La storia arriva da Letojanni, rinomata località balneare della provincia di Messina confinante con Taormina. Qui Aurora, una bambina di sei anni e mezzo, durante una giornata al mare ha notato alcune meduse sulla battigia, verosimilmente rimosse dall’acqua per evitare il contatto con i bagnanti, e ha cercato di aiutarle a tornare in mare.
Per il Codacons, quello di Aurora è un gesto semplice ma capace di trasmettere un messaggio forte. La bambina ha guardato quelle creature con curiosità e rispetto, mostrando una sensibilità naturale verso il mare e verso gli esseri viventi che lo abitano.

Secondo l’associazione, episodi come questo meritano di essere raccontati perché ricordano che la tutela dell’ambiente non nasce soltanto dalle grandi campagne o dalle decisioni delle istituzioni, ma anche dai comportamenti quotidiani, soprattutto quando arrivano dai più piccoli.
Il Codacons evidenzia che le meduse, spesso percepite soltanto come un fastidio per i bagnanti, svolgono invece una funzione importante nell’equilibrio del mare.

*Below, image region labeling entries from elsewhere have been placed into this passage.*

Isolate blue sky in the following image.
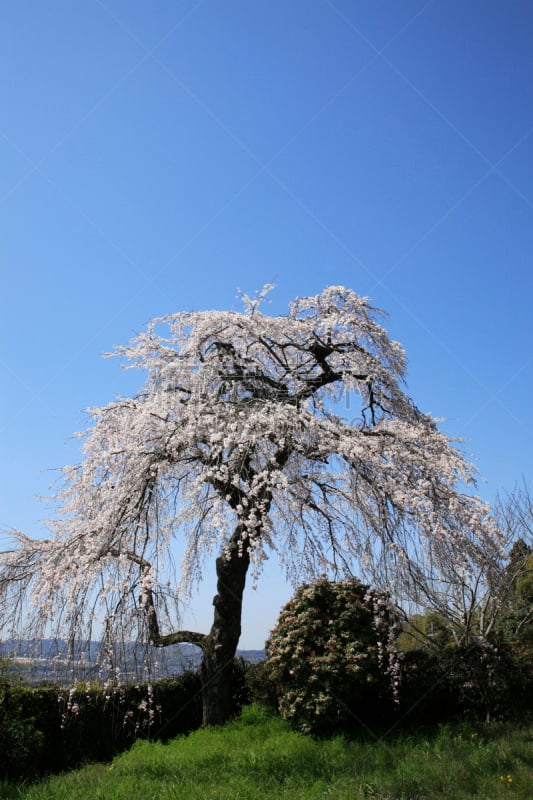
[0,0,533,647]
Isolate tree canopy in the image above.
[0,286,499,721]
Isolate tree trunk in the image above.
[201,526,250,725]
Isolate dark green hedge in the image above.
[0,672,202,780]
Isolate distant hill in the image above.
[0,639,265,685]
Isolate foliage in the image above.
[266,580,400,733]
[0,672,201,779]
[0,286,499,723]
[7,707,533,800]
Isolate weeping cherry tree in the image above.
[0,286,499,724]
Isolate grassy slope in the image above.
[6,707,533,800]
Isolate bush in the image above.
[263,580,400,733]
[0,672,202,780]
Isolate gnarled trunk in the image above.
[201,526,250,725]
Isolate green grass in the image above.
[4,707,533,800]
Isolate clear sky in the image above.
[0,0,533,647]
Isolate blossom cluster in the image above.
[267,579,400,732]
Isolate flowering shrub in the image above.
[267,580,400,733]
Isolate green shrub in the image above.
[0,672,202,780]
[265,580,400,733]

Fanno parte dell’ecosistema marino, partecipano alla catena alimentare e costituiscono una fonte di nutrimento per diverse specie, tra cui alcune tartarughe. La loro presenza può inoltre offrire indicazioni utili sullo stato del mare e sui cambiamenti che interessano gli ecosistemi costieri.
Sul piano della sicurezza, l’associazione richiama alla prudenza. Le meduse non devono essere toccate a mani nude e, quando sono presenti bambini, ogni comportamento deve essere seguito da un adulto, evitando rischi e contatti diretti con specie potenzialmente urticanti.
“Il gesto di Aurora vale più di tante parole – afferma Francesco Tanasi, Segretario Nazionale Codacons – perché una bambina di sei anni e mezzo ha saputo guardare il mare con una sensibilità che molti adulti dovrebbero ritrovare. Le meduse non devono essere toccate a mani nude, perché la prudenza viene prima di tutto, ma non possono essere trattate come oggetti inutili da togliere dall’acqua e lasciare sulla spiaggia. Sono creature del mare, hanno un ruolo nell’equilibrio della natura e meritano rispetto. Aurora ci ricorda che educare all’ambiente significa insegnare a conoscere prima di avere paura e a rispettare prima di intervenire. È da gesti semplici come questo che nasce una vera cultura del mare”. – conclude Tanasi.